The material on this website is provided for informational purposes only and does not constitute an offer to sell, a solicitation to buy, or a recommendation or endorsement for any security or strategy, nor does it constitute an offer to provide investment advisory services by Quantopian. In addition, the material offers no opinion with respect to the suitability of any security or specific investment. No information contained herein should be regarded as a suggestion to engage in or refrain from any investment-related course of action as none of Quantopian nor any of its affiliates is undertaking to provide investment advice, act as an adviser to any plan or entity subject to the Employee Retirement Income Security Act of 1974, as amended, individual retirement account or individual retirement annuity, or give advice in a fiduciary capacity with respect to the materials presented herein. If you are an individual retirement or other investor, contact your financial advisor or other fiduciary unrelated to Quantopian about whether any given investment idea, strategy, product or service described herein may be appropriate for your circumstances. All investments involve risk, including loss of principal. Quantopian makes no guarantees as to the accuracy or completeness of the views expressed in the website. The views are subject to change, and may have become unreliable for various reasons, including changes in market conditions or economic circumstances.

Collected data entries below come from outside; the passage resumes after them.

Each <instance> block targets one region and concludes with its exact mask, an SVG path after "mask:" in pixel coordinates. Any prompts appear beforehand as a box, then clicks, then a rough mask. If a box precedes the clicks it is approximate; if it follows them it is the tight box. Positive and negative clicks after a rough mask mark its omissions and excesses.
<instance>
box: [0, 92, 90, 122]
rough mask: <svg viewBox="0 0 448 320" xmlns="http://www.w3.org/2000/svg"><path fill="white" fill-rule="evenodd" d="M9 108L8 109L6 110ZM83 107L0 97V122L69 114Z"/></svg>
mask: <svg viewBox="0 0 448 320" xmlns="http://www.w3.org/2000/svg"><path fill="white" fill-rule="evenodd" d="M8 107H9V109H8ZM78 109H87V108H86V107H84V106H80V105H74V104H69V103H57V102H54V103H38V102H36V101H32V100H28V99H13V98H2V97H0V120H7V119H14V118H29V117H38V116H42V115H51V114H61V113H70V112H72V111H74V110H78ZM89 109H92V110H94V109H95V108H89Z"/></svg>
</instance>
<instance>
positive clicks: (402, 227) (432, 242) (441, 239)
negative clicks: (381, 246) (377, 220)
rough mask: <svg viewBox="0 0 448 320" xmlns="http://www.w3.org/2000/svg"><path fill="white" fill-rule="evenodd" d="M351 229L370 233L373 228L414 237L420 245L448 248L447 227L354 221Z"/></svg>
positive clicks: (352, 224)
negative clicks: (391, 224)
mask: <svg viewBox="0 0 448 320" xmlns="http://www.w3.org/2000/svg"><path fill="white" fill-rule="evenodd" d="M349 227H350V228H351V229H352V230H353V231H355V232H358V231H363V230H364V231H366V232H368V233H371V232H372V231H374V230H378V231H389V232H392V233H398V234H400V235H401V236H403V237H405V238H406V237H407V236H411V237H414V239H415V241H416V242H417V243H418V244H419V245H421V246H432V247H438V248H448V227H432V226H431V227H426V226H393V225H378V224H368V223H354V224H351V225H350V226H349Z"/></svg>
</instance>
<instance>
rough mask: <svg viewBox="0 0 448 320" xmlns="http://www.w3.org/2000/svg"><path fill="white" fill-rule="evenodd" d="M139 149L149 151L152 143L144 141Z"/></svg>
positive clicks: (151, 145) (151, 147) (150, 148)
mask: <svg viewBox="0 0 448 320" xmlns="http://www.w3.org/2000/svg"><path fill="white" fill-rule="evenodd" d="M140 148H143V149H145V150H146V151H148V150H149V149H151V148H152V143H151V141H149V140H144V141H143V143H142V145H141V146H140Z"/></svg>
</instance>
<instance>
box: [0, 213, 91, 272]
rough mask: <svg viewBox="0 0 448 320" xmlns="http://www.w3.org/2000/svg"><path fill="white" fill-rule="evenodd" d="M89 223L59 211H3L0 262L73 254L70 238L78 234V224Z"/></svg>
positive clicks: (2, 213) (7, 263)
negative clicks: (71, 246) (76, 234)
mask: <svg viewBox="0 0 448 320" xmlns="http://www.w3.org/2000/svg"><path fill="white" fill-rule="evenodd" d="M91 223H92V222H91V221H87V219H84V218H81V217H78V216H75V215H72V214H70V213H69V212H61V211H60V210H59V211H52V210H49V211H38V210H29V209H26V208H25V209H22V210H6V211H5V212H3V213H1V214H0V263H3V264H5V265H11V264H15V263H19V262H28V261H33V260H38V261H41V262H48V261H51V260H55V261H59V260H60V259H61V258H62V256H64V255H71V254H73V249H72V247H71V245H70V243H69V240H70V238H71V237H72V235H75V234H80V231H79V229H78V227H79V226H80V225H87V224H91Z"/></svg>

Since CRSP and Compustat are have their own permanent identifier called PERMNO and GVKEY which like Quantopian's SID.
Researchers have to merge those two dataset through another dataset called CCM Linktable , so I'm still curious the details about how Quantopian track those corporate change action when Quantopian use SID to combine with Morningstar fundamental dataset? Because Morningstar must have different identifier from Quantopian.
Could you share more details?


In the Morningstar files which Quantopian loads each day, there are two fields company_ID and security_ID which are used to tie to the Quantopian SID. Morningstar provides secondary information to translate from these numbers to CUSIP. We internally first translate to CUSIP and then to the SID.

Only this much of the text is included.